At the beginning of the fiscal year, the under-recoveries of the oil marketing companies (OMCs) was expected to be in the range of R98,346 crore. But the drop in international crude oil prices brought it down considerably. Though the government shares a part of the under-recovery and another part is borne by upstream oil companies, the balance under-recovery has to be borne by the OMCs.

Oil subsidy has been a matter of concern for the oil PSUs, be it the oil marketing companies (OMCs) or the upstream oil companies. On the one hand, the OMCs have to bear a part of the under recovery and on the other, there is a time lag of six to eight months before they receive the compensation from the government. This results in liquidity crunch for the OMCs, leading to additional borrowing and interest burden.

Similarly, profits of the the upstream oil companies are affected since they share the under-recovery burden in the form of a ‘discount’ on crude oil prices.

The components being subsidised are petrol, diesel, PDS kerosene and domestic LPG. But it is often seen that the benefit of subsidy does not reach the target population.

Over time, the government realised the need to rationalise and phase out fuel subsidy. This was further propelled by the G-20 and Apec commitments and pressure from the International Monetary Fund. Hence, the government deregulated the price of petrol in 2010 followed by deregulation of diesel prices in October 2014. So, the prices on petrol and diesel are now market-determined, reducing the overall burden on the exchequer. This reduction is also visible in the budget estimates; the revised budget for fuel subsidy for 2014-15 has been estimated at R60,270 crore and the budget estimate for 2015-16 has been kept at R30,000 crore.

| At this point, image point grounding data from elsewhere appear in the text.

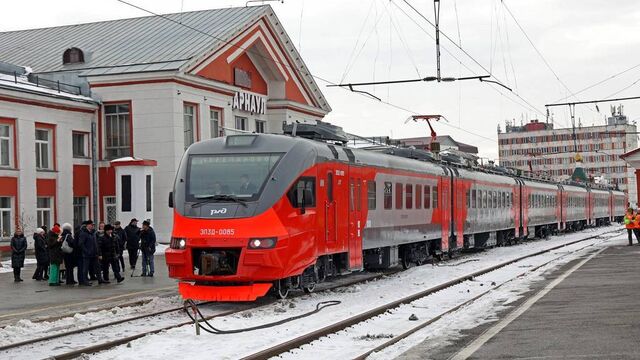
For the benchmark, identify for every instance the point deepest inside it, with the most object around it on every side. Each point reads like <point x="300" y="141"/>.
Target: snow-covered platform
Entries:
<point x="36" y="299"/>
<point x="587" y="309"/>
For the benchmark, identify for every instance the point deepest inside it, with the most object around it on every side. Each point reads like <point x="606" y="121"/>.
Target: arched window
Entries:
<point x="73" y="56"/>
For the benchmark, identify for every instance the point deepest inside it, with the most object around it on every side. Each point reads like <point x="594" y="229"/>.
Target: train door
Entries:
<point x="355" y="217"/>
<point x="330" y="213"/>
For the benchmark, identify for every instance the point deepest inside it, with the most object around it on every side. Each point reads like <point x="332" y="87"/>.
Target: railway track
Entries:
<point x="339" y="327"/>
<point x="79" y="350"/>
<point x="149" y="317"/>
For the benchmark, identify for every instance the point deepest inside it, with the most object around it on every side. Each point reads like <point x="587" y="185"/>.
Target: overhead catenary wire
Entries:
<point x="303" y="71"/>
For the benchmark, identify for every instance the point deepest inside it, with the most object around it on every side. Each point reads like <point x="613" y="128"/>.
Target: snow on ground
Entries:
<point x="6" y="265"/>
<point x="26" y="329"/>
<point x="182" y="342"/>
<point x="358" y="339"/>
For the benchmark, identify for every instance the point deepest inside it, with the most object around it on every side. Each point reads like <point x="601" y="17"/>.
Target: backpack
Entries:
<point x="66" y="247"/>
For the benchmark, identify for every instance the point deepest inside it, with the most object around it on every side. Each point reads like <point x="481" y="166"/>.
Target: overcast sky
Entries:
<point x="584" y="41"/>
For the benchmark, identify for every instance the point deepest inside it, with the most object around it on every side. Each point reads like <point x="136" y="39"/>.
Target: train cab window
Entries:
<point x="399" y="198"/>
<point x="473" y="198"/>
<point x="427" y="197"/>
<point x="435" y="197"/>
<point x="371" y="195"/>
<point x="303" y="192"/>
<point x="388" y="195"/>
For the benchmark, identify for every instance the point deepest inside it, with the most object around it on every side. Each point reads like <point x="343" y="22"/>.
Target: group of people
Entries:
<point x="92" y="252"/>
<point x="632" y="224"/>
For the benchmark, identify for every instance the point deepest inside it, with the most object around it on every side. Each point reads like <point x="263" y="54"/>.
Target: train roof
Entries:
<point x="402" y="160"/>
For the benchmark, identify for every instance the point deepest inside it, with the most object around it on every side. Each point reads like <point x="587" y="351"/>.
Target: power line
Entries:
<point x="531" y="106"/>
<point x="226" y="42"/>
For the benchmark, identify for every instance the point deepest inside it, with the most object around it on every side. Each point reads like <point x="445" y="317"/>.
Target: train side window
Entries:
<point x="330" y="187"/>
<point x="399" y="198"/>
<point x="303" y="189"/>
<point x="388" y="195"/>
<point x="435" y="197"/>
<point x="351" y="194"/>
<point x="427" y="197"/>
<point x="359" y="195"/>
<point x="371" y="195"/>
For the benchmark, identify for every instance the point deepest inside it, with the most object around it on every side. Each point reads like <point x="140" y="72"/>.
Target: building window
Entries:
<point x="80" y="208"/>
<point x="214" y="118"/>
<point x="5" y="217"/>
<point x="189" y="118"/>
<point x="148" y="192"/>
<point x="117" y="131"/>
<point x="5" y="145"/>
<point x="241" y="123"/>
<point x="388" y="195"/>
<point x="79" y="145"/>
<point x="260" y="126"/>
<point x="43" y="211"/>
<point x="43" y="149"/>
<point x="125" y="182"/>
<point x="371" y="195"/>
<point x="110" y="209"/>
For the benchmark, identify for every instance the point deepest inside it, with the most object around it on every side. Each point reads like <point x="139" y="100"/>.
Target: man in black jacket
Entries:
<point x="133" y="242"/>
<point x="148" y="247"/>
<point x="89" y="246"/>
<point x="108" y="254"/>
<point x="119" y="232"/>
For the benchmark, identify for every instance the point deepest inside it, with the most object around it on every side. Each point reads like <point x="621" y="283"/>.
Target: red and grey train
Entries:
<point x="257" y="212"/>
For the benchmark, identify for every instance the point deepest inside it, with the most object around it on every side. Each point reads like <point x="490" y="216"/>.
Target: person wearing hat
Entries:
<point x="133" y="242"/>
<point x="148" y="247"/>
<point x="54" y="244"/>
<point x="108" y="254"/>
<point x="121" y="235"/>
<point x="89" y="245"/>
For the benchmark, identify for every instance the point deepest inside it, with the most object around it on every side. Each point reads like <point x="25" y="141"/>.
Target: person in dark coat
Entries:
<point x="42" y="255"/>
<point x="69" y="259"/>
<point x="54" y="245"/>
<point x="108" y="254"/>
<point x="133" y="242"/>
<point x="122" y="240"/>
<point x="89" y="246"/>
<point x="148" y="247"/>
<point x="18" y="252"/>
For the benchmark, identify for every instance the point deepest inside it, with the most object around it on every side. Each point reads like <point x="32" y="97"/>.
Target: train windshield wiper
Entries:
<point x="219" y="198"/>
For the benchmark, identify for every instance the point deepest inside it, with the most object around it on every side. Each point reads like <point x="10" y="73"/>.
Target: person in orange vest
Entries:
<point x="630" y="224"/>
<point x="636" y="228"/>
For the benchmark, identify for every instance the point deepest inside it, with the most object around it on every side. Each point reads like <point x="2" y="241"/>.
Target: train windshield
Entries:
<point x="241" y="176"/>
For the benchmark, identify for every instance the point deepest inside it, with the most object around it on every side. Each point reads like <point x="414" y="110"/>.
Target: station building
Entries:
<point x="95" y="118"/>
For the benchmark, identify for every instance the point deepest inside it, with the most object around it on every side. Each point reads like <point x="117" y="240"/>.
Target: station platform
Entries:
<point x="36" y="300"/>
<point x="586" y="309"/>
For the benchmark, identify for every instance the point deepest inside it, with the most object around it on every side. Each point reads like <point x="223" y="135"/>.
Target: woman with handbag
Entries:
<point x="67" y="248"/>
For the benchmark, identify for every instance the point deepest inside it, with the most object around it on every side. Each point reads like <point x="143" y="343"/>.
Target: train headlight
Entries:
<point x="262" y="243"/>
<point x="178" y="243"/>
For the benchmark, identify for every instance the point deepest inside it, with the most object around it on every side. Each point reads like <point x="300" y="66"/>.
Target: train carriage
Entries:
<point x="255" y="212"/>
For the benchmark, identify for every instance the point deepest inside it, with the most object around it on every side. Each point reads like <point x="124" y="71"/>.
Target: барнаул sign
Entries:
<point x="249" y="102"/>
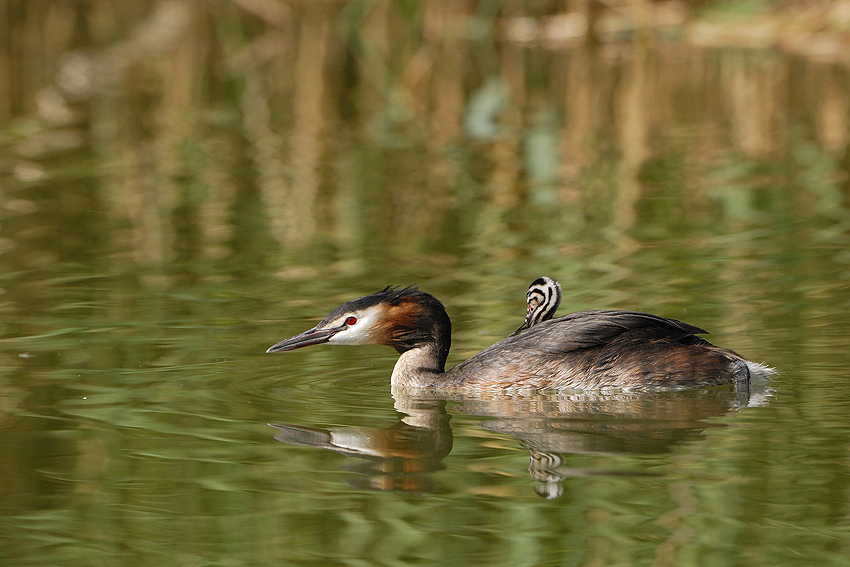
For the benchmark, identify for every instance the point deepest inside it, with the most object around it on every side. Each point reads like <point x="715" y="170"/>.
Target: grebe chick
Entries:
<point x="543" y="298"/>
<point x="584" y="350"/>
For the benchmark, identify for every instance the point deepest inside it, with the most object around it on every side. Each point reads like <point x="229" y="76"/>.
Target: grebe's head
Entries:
<point x="543" y="298"/>
<point x="403" y="318"/>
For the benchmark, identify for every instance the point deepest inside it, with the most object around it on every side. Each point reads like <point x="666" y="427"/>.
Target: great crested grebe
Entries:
<point x="584" y="350"/>
<point x="543" y="298"/>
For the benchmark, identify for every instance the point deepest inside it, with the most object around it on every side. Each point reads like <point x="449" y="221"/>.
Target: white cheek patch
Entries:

However, the government continues to subsidise kerosene and domestic LPG. The kerosene prices in India are far below the prices in its neighbouring countries. The price of kerosene is about R60.25 a litre in Pakistan, R53.49 in Bangladesh and R65.78 in Nepal. But the price of kerosene in Mumbai is R15.14 a litre, probably the lowest in the world. This meant an under-recovery of R16.19 per litre of PDS kerosene, despite the drastic fall in global crude prices. With a vast majority of the rural population relying on kerosene as fuel, this under recovery adds up to a substantial subsidy bill for the government. In addition, present under-recovery per cylinder of domestic LPG in Delhi stands at R143.68. Both these elements put together exert substantial pressure on the government and on the oil PSUs as well, who need to shoulder almost 50% of the overall subsidy burden.

In these testing times, the dwindling global crude oil prices do bring in some respite to the subsidy burden being borne by the oil PSUs. Average crude oil price for the Indian basket has fallen to $46.59 per barrel in January 2015 from $105.56 in April 2014. To that extent, oil PSUs have been lucky this year, but they cannot count on luck every year.